The original story takes place almost entirely in the car, but with Ray's approval I chose to break it up. The blow out is an invention of mine to actually get them out of the car.[Ray] felt that that was the right thing to do visually, to give it a little more variety of look.
In the dialogue they talk about how hot it is, the hottest summer in so many years. And actually it was. In the days that we were shooting on that road it was at least 120 degrees, and we had to take a lot of precautions. I think one of the things that gives it its look is [that] we actually were in this tremendous heat.
The Burning Man's first appearance is beautifully achieved. Feigelson's camera rises up slowly from the earth, and Roberts Blossom rises up into the frame, with a glint in his eye, suggesting that, like the locusts, he has risen up after seventeen years. Later in the story, as he expounds his theory to Doug, the Man repeats this motion.
The Man (and the Boy, who is his reincarnation) wears a white suit. This, of course, is a very Bradbury way of dressing: Bradbury himself is known for his white suits when giving public addresses; and, of course, one of his best known stories is "The Wonderful Ice Cream Suit". Note the marked contrast between the Man's dishevelled, dirty, dusty suit, and the impeccable tailoring of the clean white suit worn by the Boy.

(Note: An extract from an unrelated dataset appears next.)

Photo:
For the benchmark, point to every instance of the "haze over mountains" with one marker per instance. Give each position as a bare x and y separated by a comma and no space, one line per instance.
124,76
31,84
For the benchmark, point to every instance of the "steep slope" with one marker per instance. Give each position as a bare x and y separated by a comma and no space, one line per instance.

Feigelson reports that Roberts Blossom was concerned that this episode might scare young children. Feigelson reassured him... but the episode is tautly directed and succeeds in generating a frisson. Bradbury and Feigelson have succeeded in the difficult task of producing a fright out of broad daylight although, of course, it takes nightfall at the end of the episode to produce the final scare. Feigelson says he resisted the temptation to place a scream over the final shot; instead, fittingly, the locusts fade up as the picture fades to black.
Feigelson proudly reports that Bradbury was happy with the end result, claiming that this is, with Stuart Gordon's film The Wonderful Ice Cream Suit, one of Bradbury's favourite realisations of his work.